Ensure your Code Workbook / Code Repository is using AQE
It's worth verifying your Build is running using AQE as noted over here. This will ensure your stages don't split up their work into 200 tasks (way too many for this scale, tasks sized in the KB range will suffer from too much network I/O).
The default sizes for tasks is probably fine for your job, so don't modify the advisory partition sizes unless proven otherwise.
Consider using Local mode
Since your data scale is small enough, you might consider using what's called Spark "Local Mode". This is when you don't use any Executors to do your work and instead hold the entire contents of your job inside the Driver itself. This means you don't move data across the cluster to perform join
s, window
s, groupBy
s etc, but instead you keep it all in memory on the Driver's host. This only works so long as all your data can indeed fit into memory, but for small scales where this is true, it means your data is substantially faster to access and use.

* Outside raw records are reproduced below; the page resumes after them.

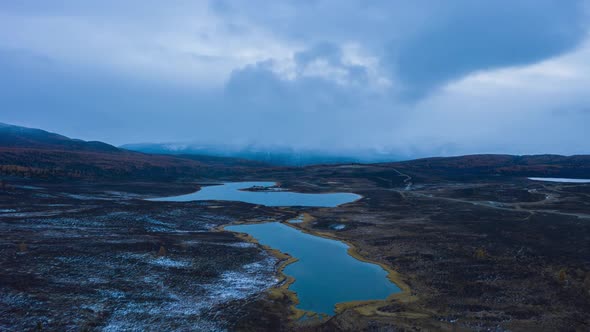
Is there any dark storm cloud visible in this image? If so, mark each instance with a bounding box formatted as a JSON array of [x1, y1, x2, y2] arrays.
[[0, 0, 590, 157]]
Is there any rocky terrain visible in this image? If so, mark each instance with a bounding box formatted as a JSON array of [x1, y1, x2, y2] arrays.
[[0, 124, 590, 331]]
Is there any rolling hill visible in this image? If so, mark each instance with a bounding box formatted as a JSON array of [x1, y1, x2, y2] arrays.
[[0, 124, 263, 179]]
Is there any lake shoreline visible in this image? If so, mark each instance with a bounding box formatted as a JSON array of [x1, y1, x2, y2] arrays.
[[216, 210, 417, 323]]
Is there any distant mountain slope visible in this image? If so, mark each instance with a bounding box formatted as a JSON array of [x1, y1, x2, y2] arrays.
[[0, 123, 121, 152], [388, 154, 590, 179], [0, 124, 262, 179]]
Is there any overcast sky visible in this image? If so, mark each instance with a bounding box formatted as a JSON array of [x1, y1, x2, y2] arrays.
[[0, 0, 590, 156]]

In Code Repositories, you would apply KUBERNETES_NO_EXECUTORS
to your transform, in Code Workbooks you'll want to reach out to your Palantir support engineers to configure this behavior.
What you'll then see is your transform having zero executors assigned to it, but still some tasks running in parallel. They will all just be running in parallel on your Driver using each core the Driver has. NOTE: be very careful not to boost the number of cores too high otherwise you will increase your risk of OOM per guidance here. Essentially, the fractional share of memory per core as you increase core counts actually decreases, which will increase the risk of an individual task OOMing. You also don't want to subscribe too many cores to the Driver for better 'parallelism' because you likely should consider using the standard Executor-based compute setup if you go much beyond 4 parallel tasks.
Since you now are using only resources on your Driver, you may need to boost the number of cores to support the max number of tasks that are running. In a typical setup, this is 4, so you would apply DRIVER_CORES_LARGE
in Code Repositories, and similarly would reach out to your Palantir Support for configuration in a Code Workbook.
As an additional commentary, it's worth highlighting that Spark itself goes through a query planning process using the Catalyst engine whereby optimizations are made for your job to do the least amount of work possible when building the output. These optimization take time to perform, which means you may observe time being spent planning your query that exceeds the actual execution of your query. In scales above ~1GB of input size, this is a feature; In the scale of this example, it means your performance is slightly worse than a simpler system. In the case your data scale increases, however, this optimization step is crucial to maintain scalability and performance.